Question: 37: A ball is projected with a velocity, 10 \mathrm{~ms}^{-1}, at an angle of 60^{\circ} with the vertical direction. Its speed at the highest point of its trajectory will be
(1) 5 \mathrm{~ms}^{-1}
(2) 10 \mathrm{~ms}^{-1}
(3) Zero
(4) 5 \sqrt{3} \mathrm{~ms}^{-1}
Answer: Option (4)
Explanation:
The initial velocity of the ball is u = 10 \mathrm{~ms}^{-1},
and it is projected at an angle of 60^{\circ} with the vertical.
To find the speed at the highest point, we note that the vertical component of velocity becomes zero at the highest point, while the horizontal component remains unchanged.
The horizontal component of velocity is given by
u_h = u \sin 60^{\circ}, because the angle is measured with the vertical.
Substituting the values, u_h = 10 \times \sin 60^{\circ}.
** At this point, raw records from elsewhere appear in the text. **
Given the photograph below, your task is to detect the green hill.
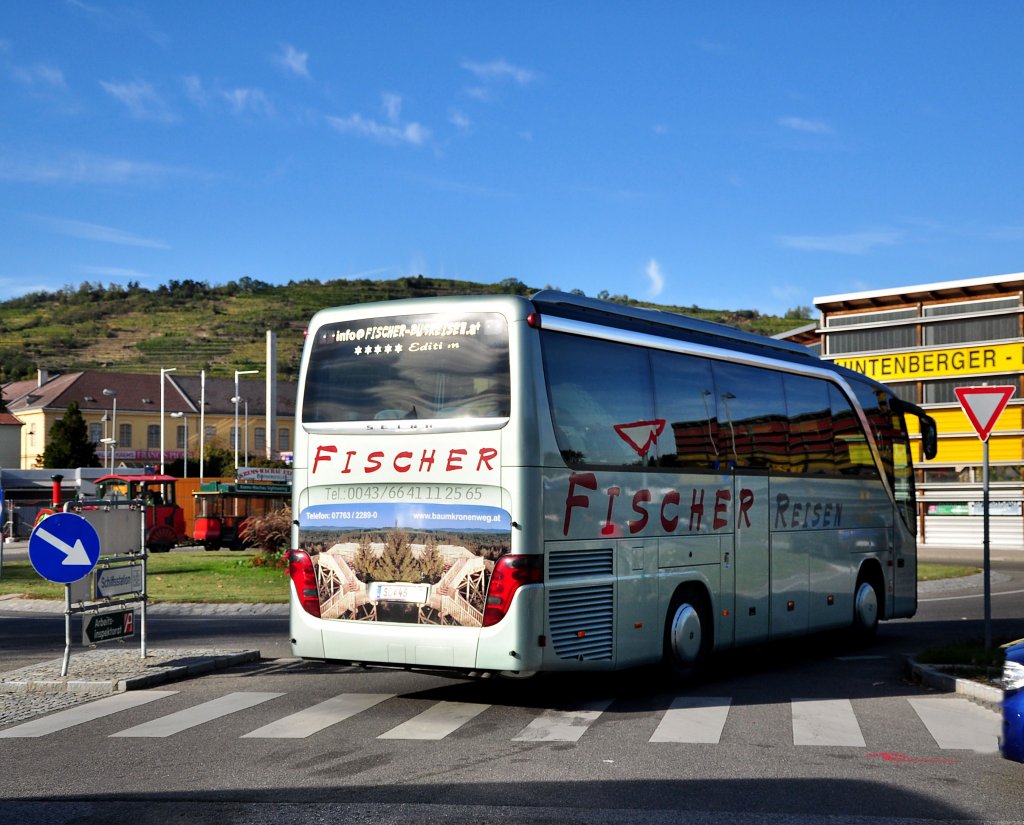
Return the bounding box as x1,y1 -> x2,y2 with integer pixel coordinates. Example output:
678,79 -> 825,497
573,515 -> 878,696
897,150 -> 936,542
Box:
0,275 -> 807,382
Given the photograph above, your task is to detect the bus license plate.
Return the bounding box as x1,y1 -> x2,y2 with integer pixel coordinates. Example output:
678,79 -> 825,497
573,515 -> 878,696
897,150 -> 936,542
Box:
370,581 -> 430,605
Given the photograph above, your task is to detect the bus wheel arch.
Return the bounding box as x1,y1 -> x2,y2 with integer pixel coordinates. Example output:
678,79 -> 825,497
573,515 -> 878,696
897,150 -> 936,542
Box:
853,559 -> 886,642
664,581 -> 715,680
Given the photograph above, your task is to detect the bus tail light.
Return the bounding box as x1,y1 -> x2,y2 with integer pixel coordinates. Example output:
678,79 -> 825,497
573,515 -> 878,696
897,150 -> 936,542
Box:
288,550 -> 321,618
483,554 -> 544,627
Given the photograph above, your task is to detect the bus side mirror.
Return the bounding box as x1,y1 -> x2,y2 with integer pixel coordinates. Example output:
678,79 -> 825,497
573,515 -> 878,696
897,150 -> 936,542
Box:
921,416 -> 939,459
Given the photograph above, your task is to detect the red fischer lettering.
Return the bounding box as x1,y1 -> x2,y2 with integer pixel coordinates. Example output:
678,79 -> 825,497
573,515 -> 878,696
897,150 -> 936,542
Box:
690,490 -> 703,532
658,490 -> 679,533
627,489 -> 650,533
313,445 -> 338,475
444,449 -> 467,473
601,487 -> 622,535
712,490 -> 732,530
476,447 -> 498,472
736,487 -> 754,530
562,473 -> 597,535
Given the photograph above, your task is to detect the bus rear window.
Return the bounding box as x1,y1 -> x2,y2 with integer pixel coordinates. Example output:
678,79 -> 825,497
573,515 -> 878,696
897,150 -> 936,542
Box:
302,312 -> 509,424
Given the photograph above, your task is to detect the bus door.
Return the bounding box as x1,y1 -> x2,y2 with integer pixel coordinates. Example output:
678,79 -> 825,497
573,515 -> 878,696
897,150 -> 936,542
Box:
723,475 -> 772,645
615,538 -> 664,667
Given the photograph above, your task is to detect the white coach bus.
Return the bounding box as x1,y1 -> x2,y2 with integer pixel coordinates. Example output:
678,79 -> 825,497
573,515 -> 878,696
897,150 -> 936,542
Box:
290,291 -> 935,676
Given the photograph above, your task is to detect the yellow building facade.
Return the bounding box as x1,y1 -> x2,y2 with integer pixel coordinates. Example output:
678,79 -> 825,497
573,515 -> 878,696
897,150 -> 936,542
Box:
3,372 -> 296,470
814,273 -> 1024,550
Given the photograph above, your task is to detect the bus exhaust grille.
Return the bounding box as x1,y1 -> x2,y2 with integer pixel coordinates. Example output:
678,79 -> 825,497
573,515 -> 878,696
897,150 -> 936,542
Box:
548,548 -> 614,578
548,584 -> 614,661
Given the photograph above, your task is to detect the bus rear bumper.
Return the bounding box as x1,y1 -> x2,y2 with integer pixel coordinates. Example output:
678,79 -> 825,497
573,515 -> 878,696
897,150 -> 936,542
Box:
289,585 -> 544,674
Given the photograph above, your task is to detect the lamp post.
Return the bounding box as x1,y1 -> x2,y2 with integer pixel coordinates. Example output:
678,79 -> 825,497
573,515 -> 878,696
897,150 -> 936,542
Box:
231,395 -> 249,470
160,366 -> 177,475
231,370 -> 259,470
171,413 -> 188,478
103,389 -> 118,473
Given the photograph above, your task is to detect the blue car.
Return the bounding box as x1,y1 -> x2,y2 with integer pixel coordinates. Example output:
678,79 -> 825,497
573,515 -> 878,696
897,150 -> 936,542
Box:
999,639 -> 1024,762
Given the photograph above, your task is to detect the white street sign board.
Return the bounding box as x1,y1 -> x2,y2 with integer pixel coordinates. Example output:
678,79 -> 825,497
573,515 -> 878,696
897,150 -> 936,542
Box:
953,387 -> 1014,441
96,564 -> 145,599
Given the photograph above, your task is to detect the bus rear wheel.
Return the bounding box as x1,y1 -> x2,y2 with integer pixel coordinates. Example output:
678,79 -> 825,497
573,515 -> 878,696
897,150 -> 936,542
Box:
663,587 -> 715,681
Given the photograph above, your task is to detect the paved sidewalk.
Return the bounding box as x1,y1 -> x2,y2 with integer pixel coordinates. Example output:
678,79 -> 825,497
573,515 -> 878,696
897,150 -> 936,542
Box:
0,647 -> 259,727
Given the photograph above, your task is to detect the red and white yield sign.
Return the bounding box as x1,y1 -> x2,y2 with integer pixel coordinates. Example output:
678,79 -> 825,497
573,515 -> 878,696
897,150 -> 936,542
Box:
954,387 -> 1014,441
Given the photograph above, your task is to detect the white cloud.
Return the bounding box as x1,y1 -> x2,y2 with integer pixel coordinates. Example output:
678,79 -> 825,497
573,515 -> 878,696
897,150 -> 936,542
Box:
383,92 -> 401,123
274,43 -> 309,78
36,216 -> 170,249
11,63 -> 68,90
462,58 -> 539,86
220,89 -> 273,116
0,154 -> 184,184
327,115 -> 430,146
327,92 -> 430,146
644,258 -> 665,298
779,229 -> 903,255
99,80 -> 176,123
778,117 -> 833,135
181,75 -> 210,107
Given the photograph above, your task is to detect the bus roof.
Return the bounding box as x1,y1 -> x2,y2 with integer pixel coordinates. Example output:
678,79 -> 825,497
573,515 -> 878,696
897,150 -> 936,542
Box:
95,473 -> 177,484
530,290 -> 818,360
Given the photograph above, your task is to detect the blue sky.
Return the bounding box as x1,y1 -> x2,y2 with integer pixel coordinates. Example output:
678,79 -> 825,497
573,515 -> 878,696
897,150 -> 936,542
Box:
0,0 -> 1024,313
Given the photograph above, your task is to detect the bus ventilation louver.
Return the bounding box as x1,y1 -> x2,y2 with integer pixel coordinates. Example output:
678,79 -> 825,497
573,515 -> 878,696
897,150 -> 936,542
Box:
548,584 -> 614,661
548,548 -> 614,579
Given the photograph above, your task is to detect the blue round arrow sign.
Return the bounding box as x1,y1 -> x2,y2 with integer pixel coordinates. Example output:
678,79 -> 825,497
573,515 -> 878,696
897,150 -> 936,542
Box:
29,513 -> 99,584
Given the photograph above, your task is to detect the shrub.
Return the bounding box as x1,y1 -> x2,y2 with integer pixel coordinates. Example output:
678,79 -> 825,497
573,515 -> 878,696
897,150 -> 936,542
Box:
239,507 -> 292,556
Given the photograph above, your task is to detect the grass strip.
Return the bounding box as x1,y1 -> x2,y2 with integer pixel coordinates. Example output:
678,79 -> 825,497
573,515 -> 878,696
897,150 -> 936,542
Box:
0,551 -> 288,604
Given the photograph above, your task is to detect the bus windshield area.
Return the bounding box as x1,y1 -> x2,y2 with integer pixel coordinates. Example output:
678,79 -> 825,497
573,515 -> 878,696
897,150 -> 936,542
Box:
302,312 -> 510,423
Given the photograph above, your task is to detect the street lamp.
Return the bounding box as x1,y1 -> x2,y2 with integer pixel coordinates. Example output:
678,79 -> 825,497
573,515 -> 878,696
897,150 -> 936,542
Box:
231,395 -> 249,470
103,389 -> 118,473
231,370 -> 259,471
171,413 -> 188,478
160,366 -> 177,475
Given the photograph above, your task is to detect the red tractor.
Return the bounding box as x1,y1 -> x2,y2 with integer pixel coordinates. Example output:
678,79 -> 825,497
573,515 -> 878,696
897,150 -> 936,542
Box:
96,473 -> 188,553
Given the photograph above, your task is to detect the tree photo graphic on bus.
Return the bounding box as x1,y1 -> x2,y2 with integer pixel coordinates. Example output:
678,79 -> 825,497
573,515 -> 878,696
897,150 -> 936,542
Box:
299,501 -> 512,627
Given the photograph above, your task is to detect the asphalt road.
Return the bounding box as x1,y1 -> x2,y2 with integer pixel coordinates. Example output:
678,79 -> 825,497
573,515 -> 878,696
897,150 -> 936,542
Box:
0,553 -> 1024,825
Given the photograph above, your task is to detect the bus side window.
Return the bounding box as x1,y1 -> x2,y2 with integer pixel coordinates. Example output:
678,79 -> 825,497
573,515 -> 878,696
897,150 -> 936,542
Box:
782,374 -> 836,475
651,351 -> 721,470
713,362 -> 790,470
542,333 -> 654,467
828,385 -> 878,477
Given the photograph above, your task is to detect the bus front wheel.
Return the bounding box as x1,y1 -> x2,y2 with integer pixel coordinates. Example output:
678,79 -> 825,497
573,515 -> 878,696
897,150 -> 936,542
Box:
853,570 -> 881,642
664,587 -> 714,680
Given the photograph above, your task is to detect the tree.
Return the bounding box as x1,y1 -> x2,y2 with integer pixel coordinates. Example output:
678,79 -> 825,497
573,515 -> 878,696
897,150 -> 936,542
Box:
42,401 -> 99,469
377,530 -> 420,581
420,535 -> 444,584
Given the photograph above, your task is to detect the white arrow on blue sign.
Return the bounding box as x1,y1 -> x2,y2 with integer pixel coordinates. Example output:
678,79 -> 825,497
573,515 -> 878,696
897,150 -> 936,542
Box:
29,513 -> 99,584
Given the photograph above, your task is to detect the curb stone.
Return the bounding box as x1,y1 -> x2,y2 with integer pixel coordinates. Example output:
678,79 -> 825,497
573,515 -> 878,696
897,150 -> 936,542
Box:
906,656 -> 1002,712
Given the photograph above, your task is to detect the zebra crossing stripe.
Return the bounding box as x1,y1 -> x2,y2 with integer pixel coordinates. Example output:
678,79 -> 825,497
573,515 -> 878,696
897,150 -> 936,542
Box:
242,693 -> 394,739
909,698 -> 1001,753
0,690 -> 177,739
512,699 -> 612,742
648,696 -> 732,744
791,699 -> 864,747
111,692 -> 284,738
377,702 -> 490,740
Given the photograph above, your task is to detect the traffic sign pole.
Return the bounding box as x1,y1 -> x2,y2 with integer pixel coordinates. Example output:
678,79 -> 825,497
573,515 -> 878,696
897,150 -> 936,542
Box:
953,386 -> 1014,650
981,438 -> 992,651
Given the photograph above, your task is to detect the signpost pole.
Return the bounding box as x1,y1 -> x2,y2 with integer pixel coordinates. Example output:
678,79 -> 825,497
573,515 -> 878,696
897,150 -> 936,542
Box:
981,438 -> 992,651
953,384 -> 1016,651
60,584 -> 71,677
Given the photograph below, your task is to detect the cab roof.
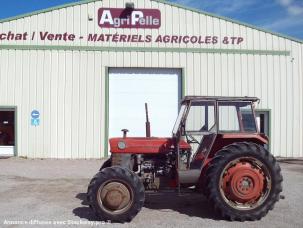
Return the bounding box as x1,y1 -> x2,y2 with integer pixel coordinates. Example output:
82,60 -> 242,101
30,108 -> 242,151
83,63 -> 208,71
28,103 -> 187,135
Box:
182,96 -> 260,104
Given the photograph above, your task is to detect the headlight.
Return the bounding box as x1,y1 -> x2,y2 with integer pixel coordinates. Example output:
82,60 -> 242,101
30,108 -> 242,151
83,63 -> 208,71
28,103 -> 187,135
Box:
118,141 -> 126,150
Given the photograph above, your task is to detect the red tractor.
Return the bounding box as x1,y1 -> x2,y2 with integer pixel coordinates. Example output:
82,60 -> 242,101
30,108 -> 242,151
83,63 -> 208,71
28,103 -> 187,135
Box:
87,96 -> 283,222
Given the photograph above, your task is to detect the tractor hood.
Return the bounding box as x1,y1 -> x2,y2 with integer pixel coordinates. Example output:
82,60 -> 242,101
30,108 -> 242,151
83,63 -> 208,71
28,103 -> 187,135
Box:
109,137 -> 191,154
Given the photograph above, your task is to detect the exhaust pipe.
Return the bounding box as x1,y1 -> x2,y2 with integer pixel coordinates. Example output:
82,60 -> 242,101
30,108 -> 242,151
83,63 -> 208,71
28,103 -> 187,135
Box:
145,103 -> 150,138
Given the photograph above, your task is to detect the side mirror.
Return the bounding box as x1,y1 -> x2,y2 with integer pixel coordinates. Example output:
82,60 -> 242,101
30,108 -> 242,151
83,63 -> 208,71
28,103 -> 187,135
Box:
121,129 -> 129,138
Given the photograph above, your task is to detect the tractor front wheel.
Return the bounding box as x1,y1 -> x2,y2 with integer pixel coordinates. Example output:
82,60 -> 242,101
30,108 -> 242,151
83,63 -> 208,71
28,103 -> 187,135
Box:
87,166 -> 145,222
206,143 -> 283,221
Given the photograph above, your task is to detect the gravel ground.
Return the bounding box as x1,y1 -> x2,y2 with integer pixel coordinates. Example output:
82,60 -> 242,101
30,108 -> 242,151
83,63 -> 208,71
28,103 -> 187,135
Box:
0,158 -> 303,228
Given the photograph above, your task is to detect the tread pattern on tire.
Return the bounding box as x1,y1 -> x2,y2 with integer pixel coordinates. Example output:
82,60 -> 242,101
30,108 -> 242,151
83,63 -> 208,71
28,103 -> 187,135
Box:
205,142 -> 283,221
87,166 -> 145,223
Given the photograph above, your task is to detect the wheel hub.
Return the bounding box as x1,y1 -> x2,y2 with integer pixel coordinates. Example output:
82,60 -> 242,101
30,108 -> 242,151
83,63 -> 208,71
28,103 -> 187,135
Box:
100,182 -> 131,211
222,162 -> 265,204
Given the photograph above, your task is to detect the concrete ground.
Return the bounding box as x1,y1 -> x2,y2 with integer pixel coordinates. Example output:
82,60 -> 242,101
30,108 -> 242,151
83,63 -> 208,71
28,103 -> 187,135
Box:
0,158 -> 303,228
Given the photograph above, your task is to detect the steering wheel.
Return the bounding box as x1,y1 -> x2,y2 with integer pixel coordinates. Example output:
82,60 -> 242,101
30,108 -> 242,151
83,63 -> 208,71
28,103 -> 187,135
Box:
185,134 -> 200,144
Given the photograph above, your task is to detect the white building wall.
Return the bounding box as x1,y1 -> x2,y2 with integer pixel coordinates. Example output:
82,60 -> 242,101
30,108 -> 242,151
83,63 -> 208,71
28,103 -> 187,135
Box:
0,0 -> 303,158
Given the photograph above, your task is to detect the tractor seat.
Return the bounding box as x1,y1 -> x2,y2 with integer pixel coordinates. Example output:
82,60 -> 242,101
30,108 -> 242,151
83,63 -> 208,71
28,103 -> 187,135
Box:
189,134 -> 216,169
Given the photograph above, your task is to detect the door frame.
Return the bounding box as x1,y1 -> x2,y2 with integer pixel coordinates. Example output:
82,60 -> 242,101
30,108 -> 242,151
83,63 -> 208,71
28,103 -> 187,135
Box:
255,108 -> 272,152
0,105 -> 18,157
104,66 -> 186,158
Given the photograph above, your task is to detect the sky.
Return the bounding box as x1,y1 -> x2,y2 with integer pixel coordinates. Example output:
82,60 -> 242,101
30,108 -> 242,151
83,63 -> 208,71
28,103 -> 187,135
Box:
0,0 -> 303,39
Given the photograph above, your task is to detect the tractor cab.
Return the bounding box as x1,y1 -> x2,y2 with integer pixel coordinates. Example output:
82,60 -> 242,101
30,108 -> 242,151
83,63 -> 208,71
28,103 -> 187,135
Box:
172,96 -> 268,183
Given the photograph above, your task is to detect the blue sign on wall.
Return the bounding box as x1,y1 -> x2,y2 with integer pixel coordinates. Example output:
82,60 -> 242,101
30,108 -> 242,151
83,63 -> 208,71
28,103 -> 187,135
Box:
31,110 -> 40,119
31,110 -> 40,127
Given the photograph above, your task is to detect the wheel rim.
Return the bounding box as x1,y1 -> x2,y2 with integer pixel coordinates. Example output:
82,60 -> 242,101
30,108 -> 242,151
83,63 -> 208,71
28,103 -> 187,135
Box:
219,157 -> 271,210
97,180 -> 134,214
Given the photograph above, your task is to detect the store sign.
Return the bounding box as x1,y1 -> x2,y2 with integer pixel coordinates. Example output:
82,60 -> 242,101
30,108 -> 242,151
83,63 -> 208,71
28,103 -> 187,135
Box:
98,8 -> 161,29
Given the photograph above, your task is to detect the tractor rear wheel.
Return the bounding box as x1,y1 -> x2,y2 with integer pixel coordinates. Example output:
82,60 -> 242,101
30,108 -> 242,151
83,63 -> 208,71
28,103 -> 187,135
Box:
87,166 -> 145,222
206,142 -> 283,221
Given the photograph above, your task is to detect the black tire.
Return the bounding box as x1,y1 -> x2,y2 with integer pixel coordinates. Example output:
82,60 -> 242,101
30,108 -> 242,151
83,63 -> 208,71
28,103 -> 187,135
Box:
205,142 -> 283,221
87,166 -> 145,223
99,158 -> 112,171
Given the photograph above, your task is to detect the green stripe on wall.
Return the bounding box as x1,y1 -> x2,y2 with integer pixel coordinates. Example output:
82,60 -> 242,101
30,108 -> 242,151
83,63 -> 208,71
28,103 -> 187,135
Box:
0,45 -> 290,56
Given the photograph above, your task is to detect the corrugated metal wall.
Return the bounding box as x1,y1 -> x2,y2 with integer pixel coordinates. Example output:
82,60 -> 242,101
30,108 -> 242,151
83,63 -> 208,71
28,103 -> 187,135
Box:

Since \sin 60^{\circ} = \frac{\sqrt{3}}{2},
we get u_h = 10 \times \frac{\sqrt{3}}{2} = 5\sqrt{3} \mathrm{~ms}^{-1}.
At the highest point, the speed of the ball is equal to its horizontal component of velocity.
Therefore, the speed at the highest point is 5 \sqrt{3} \mathrm{~ms}^{-1}.
Hence, the correct answer is Option (4).